- Born: August 27, 1907 Ashley, Illinois United States
- Died: November 2, 1936 (aged 29) Glendale, California United States
- Occupation: Writer
- Years active: 1932 – 1936 (film)

= Laird Doyle =

American screenwriter (1907–1936)

Laird Houston Doyle (August 27, 1907 – November 2, 1936) was an American screenwriter. Doyle was under contract to Warner Brothers during the mid-1930s, before his sudden death at the age of twenty-nine. One of his final films was the British comedy Strangers on Honeymoon. Some of his screenplay work was used posthumously, his last credited film being in 1947.

Scenario writer for more than 20 motion pictures from 1932 until his death. Born in Ashley, Illinois, to William H. Doyle (1873-1937), a former Reno bank official turned real estate agent in Los Angeles, and Emma Laird (1880-1956), he began his professional career as a newspaperman in San Francisco before joining KNX Radio as a writer-producer.

Doyle spent most of his film career at Warner Brothers. Films he either adapted, wrote screenplays or dialogue for included Sing and Like It (1934), Finishing School (1934), The Key (1934), Oil for the Lamps of China (1935), Front Page Woman (1935), Stars over Broadway (1935), Special Agent (1935), Dangerous (1935), Hearts Divided (1936), Cain and Mabel (1936), Three Men On a Horse (1936), Strangers on Honeymoon (1936), The Prince and the Pauper (1937), and San Quentin (1937).

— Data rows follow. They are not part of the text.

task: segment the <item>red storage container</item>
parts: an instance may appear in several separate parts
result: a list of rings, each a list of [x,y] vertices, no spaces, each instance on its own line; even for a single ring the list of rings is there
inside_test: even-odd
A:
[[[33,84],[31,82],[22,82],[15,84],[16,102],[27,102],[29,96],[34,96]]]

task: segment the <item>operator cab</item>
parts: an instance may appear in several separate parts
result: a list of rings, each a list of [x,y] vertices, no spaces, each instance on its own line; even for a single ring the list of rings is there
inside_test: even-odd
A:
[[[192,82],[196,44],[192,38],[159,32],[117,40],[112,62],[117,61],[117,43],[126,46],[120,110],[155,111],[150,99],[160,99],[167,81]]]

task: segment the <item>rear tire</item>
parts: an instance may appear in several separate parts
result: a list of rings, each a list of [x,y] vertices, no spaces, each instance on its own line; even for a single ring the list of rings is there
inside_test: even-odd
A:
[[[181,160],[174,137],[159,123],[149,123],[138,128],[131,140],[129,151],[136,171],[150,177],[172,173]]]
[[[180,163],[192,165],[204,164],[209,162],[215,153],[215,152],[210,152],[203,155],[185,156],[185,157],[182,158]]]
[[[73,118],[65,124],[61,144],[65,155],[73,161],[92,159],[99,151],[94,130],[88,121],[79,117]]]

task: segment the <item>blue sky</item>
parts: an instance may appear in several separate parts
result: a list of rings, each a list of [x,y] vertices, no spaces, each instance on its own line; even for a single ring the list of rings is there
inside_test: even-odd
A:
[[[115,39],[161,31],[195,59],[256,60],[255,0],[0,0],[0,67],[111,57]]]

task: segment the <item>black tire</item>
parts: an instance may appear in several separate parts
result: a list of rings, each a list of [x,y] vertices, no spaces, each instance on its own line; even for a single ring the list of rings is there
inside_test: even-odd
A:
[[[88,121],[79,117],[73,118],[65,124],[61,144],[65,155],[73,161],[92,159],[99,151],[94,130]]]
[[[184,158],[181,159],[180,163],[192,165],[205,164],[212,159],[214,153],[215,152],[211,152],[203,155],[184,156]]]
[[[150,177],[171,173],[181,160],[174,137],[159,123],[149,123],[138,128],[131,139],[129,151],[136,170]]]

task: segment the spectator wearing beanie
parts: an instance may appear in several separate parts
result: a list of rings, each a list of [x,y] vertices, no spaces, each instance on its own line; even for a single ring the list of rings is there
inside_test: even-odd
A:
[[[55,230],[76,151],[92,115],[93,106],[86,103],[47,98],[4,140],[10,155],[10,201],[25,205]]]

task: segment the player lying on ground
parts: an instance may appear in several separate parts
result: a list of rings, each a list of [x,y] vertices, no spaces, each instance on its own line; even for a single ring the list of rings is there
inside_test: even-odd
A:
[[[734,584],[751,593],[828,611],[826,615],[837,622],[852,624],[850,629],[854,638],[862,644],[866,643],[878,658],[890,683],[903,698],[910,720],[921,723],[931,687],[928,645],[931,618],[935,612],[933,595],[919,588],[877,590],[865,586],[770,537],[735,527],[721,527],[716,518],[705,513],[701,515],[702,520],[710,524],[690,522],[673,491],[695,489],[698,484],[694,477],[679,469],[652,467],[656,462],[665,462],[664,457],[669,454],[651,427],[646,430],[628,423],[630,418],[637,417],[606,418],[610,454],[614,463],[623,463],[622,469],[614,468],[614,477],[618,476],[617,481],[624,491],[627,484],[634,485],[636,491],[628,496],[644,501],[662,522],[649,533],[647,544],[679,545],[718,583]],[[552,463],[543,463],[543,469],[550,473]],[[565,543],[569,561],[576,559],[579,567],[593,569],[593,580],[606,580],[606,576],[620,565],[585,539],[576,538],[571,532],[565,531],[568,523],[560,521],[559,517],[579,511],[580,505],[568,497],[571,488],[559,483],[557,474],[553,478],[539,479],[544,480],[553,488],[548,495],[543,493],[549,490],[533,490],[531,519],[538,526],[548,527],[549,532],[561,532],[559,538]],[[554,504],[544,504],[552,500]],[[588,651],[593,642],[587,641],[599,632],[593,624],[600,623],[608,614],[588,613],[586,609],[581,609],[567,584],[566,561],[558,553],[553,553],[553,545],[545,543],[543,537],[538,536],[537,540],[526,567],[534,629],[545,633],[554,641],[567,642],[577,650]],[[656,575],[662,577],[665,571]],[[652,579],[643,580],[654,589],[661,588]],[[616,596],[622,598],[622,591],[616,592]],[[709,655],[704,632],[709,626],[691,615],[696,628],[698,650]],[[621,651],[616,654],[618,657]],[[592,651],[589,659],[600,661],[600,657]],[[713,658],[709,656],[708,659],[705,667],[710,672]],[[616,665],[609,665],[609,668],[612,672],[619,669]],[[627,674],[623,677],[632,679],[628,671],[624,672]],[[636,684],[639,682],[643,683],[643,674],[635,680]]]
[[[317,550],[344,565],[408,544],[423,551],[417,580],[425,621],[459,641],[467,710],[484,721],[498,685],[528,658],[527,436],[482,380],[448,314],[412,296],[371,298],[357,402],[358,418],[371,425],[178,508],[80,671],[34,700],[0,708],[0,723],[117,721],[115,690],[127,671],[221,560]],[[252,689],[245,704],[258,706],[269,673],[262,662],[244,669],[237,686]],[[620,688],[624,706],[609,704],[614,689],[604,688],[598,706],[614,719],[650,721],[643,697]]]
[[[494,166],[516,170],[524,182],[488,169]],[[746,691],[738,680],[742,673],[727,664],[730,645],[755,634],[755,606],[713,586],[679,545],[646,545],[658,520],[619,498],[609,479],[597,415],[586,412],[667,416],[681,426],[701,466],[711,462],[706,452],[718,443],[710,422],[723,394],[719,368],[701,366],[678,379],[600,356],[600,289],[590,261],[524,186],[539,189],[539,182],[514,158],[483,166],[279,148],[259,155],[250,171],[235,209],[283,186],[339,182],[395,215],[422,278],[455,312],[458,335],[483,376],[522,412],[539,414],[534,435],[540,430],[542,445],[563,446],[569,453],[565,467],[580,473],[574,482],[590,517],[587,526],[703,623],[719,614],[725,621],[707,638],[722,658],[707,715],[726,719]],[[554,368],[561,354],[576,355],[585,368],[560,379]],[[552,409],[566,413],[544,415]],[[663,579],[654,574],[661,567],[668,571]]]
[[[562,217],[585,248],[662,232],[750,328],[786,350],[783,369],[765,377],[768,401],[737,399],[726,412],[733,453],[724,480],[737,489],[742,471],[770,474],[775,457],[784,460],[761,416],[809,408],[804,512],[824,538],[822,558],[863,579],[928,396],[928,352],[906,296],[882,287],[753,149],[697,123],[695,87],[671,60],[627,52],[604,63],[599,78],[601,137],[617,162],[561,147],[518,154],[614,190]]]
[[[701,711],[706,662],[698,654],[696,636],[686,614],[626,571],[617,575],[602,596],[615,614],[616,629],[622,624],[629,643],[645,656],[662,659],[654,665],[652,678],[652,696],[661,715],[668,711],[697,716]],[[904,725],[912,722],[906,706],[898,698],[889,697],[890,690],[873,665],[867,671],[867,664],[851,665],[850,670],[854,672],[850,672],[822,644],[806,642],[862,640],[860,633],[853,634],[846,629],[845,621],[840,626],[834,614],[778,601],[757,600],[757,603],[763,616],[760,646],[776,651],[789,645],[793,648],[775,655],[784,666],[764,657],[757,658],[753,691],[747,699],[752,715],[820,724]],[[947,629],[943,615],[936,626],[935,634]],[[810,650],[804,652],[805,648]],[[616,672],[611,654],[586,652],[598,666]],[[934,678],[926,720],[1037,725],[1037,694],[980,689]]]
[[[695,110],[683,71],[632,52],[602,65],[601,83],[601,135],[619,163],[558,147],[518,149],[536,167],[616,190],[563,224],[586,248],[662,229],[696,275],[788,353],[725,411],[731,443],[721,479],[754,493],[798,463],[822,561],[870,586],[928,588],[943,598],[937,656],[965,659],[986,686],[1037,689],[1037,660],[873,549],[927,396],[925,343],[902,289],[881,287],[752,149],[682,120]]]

He died of a fractured skull and other multiple injuries at Physicians' and Surgeons' Hospital in Glendale, California, within an hour after the plane he was flying solo banked too steeply and crashed near the Grand Central Air Terminal in Glendale. He left his wife Mary and an infant daughter. His obituary appeared in the "Milestones" section of Time Magazine's Nov. 16, 1936, issue. His final film credit, Northwest Outpost (1947), appeared over a decade after his premature death.

==Filmography==
- Hell Below (1933)
- Jimmy the Gent (1934)
- The Key (1934)
- British Agent (1934)
- Bordertown (1935)
- Front Page Woman (1935)
- Special Agent (1935)
- Dangerous (1935)
- Strangers on Honeymoon (1936)
- Hearts Divided (1936)
- Cain and Mabel (1936)
- The Prince and the Pauper (1937)
- San Quentin (1937)
- Another Dawn (1937)
- Singapore Woman (1941)
- Northwest Outpost (1947)

==Bibliography==
- Brown, Geoff. Launder and Gilliat. British Film Institute, 1977.